Hello:
I can't get equivalence classes to work in globs or when passing them to tr . If I understood correctly, [=e=] matches e , é , è , ê , etc. But when using them with utilities like tr they don't work. Here's an example found in the POSIX standard:
I decided to create the aforementioned files in order show the results. Here's the contents of file1 :
Estrés
Miraré
And these are the results in a GNU/Linux and a Solaris machine:
In UTF-8 é should evaluate to (U+117).
There should be a command called localedef.
There also should be a Spanish UTF-8 locale, you are calling it correctly.
Please post the output of this, which lists classes
for class in $(
locale -v LC_CTYPE |
sed 's/combin.*//;s/;/\n/g;q'
) ; do
printf "\n\t%s\n\n" $class
done
If you get correct output, then character classes exist correctly in your locale. You may need to set the environment variable POSIXLY_CORRECT on Linux.
$ for class in $(
> locale -v LC_CTYPE |
> sed 's/combin.*//;s/;/\n/g;q'
> ) ; do
> printf "\n\t%s\n\n" $class
> done
upper
lower
alpha
digit
xdigit
space
print
graph
blank
cntrl
punct
alnum
I don't see any equivalence classes, just character classes. So it means there are none defined in the locale, right?

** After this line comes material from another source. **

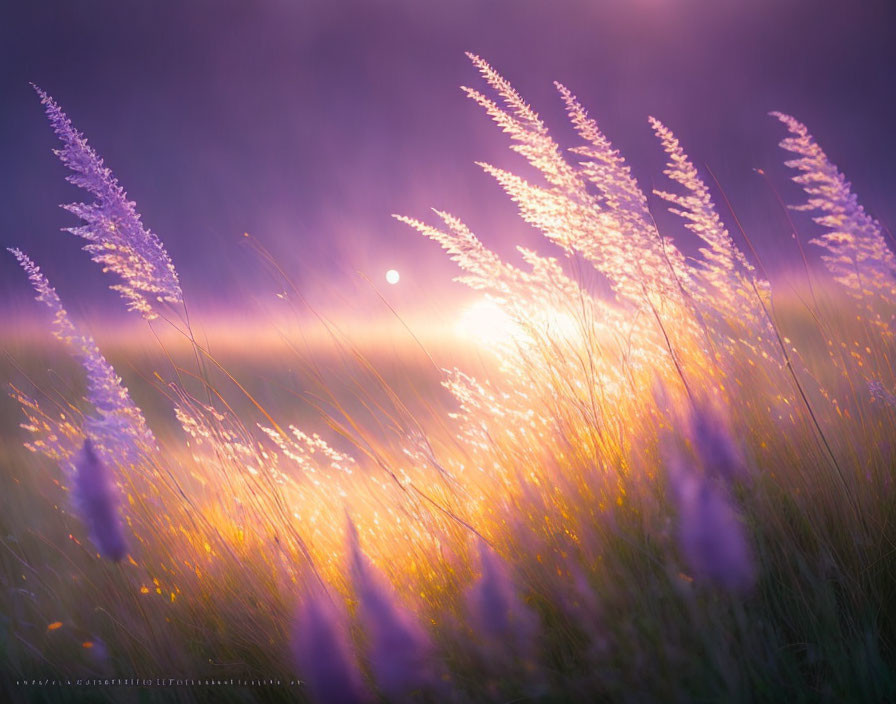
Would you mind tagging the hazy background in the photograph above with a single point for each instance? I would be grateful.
(307, 123)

I was not clear. You thought your locale was messed up somehow, so I started at the beginning to debug it.
Looks okay. Next, tr has problems with equivlence classes
[aªáàâãäå]
This is the long form of an equivalence class. Try it (use whatever letter is handy)
echo "aªáàâãäå" | sed 's/[aªáàâãäå...]/a/g'
On Linux this fails for me:
$ echo "aªáàâãäå" | sed 's/[=a=]/x/g'
xªáàâãäå
The tr man page I have:
Try sed and use full classes to get past GNU problems. For Solaris I have no good answers, my home version is Solaris 9, and it is not POSIX compliant.
On Linux I had the same experience, but tr also gave an error message, so it appears it only uses single byte characters and it does not understand equivalence classes, but sed worked:
$ printf "%s\n" Estrés Miraré http://ën.wikipedia.org | LC_CTYPE=es_MX.UTF-8 LC_COLLATE=es_MX.UTF-8 tr '[=ë=]' x
tr: \303\253: equivalence class operand must be a single character
$ printf "%s\n" Estrés Miraré http://ën.wikipedia.org | LC_CTYPE=es_MX.UTF-8 LC_COLLATE=es_MX.UTF-8 sed 's/[[=ë=]]/x/g'
xstrxs
Mirarx
http://xn.wikipxdia.org
I see. I was aware GNU sed had issues with multi-byte characters, like I mentioned in my first post. I was just confused why it didn't work on Solaris either.
This works! I forgot sed you can use globs with a replace script in sed .
Thank you all for your help!
Now, I assume that in this case the problem wasn't that equivalence classes didn't work, but it had something to do with tr . But I don't understand why they don't work in globs either:
$ ls -1
bin
Descargas
Documentos
Escritorio
Imágenes
Música
Plantillas
Público
Vídeos
$ printf '%s\n' *[[=u=]]*
Documentos
Estudio
Shouldn't Música and Público have appeared in the output of printf ?
It appears that it has been implemented in the system's regex engine, but that it does not work with globbing. On Linux, in bash 4 compare:
$ touch Miraré
$ for file in M*; do if [[ $file == M*[[=e=]]* ]]; then echo "$file"; fi; done
$ for file in M*; do if [[ $file =~ ^M.*[[=e=]] ]]; then echo "$file"; fi; done
Miraré
$
I do not know what is the case with Solaris 10. It may be that the equivalence classes were not specified in POSIX.1-2001 . Perhaps it was in Solaris 11, you would have to try that out...
I see. Well, on the one hand it's good they're available in regular expressions but it would be convenient to have them available as globs as well, especially for characters that I can't easily type using my keyboard without a long key combination and memorizing numbers.